В 1992 году, после распада СССР на ряд независимых государств, ВСЕХБ был реорганизован в национальные церковные объединения церквей ЕХБ этих государств. В частности, в России его преемником стал Российский союз евангельских христиан-баптистов (РС ЕХБ).

Официальным печатным органом ВСЕХБ был журнал «Братский вестник».





Создание ВСЕХБ

Создан в ходе объединительного совещания руководителей евангельских христиан и баптистов 27 октября 1944 года и первоначально именовался «Всесоюзным советом евангельских христиан и баптистов» (ВСЕХиБ), однако в 1945 году был переименован во «Всесоюзный совет евангельских христиан-баптистов» (ВСЕХБ)[1]).

Создание ВСЕХБ позволило:

- во-первых, легализовать существование евангельских общин после того, как в годы сталинского террора свернули свою деятельность союзы евангельских христиан и баптистов. По мнению историка Татьяны Никольской, «объединительные процессы 1940-х гг. были вызваны прежде всего требованиями религиозной политики, но при этом учитывались и настроения верующих, их стремление к консолидации сил после десятилетия жестоких гонений»[2].

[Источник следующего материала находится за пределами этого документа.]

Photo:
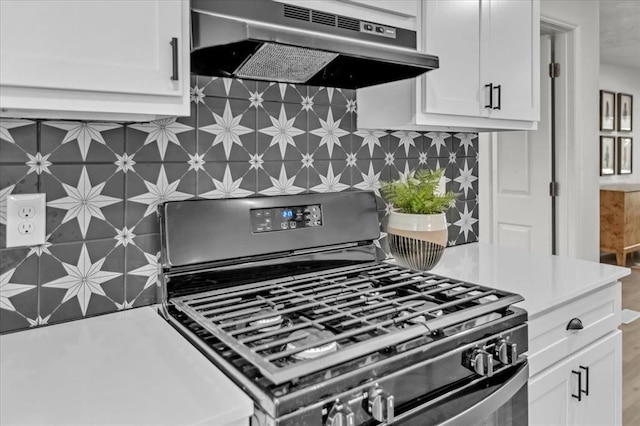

- во-вторых, де-юре и де-факто объединить два близких друг к другу течения — евангельских христиан (прохановцев) и баптистов. «Объединение евангельских христиан и баптистов завершилось без открытых совещаний и публичных обсуждений, в обход демократических принципов, свойственных этим конфессиям даже при обсуждении таких локальных вопросов, как выборы пресвитера, диакона, приём в общину нового члена и т. д. Тем не менее объединение действительно состоялось и выдержало испытание временем. Этому способствовала близость вероучений евангельских христиан и баптистов. Но самым важным была моральная готовность к объединению — как церковных лидеров, преодолевших личные разногласия (в том числе в результате смены поколений), так и рядовых верующих», — считает Никольская[3].

24 августа 1945 года к ВСЕХБ примкнула часть христиан веры евангельской-пятидесятников, которые на условиях легализации своих общин, отказались от некоторых элементов своей церковной практики: от глоссолалий во время богослужения и от омовения ног[4].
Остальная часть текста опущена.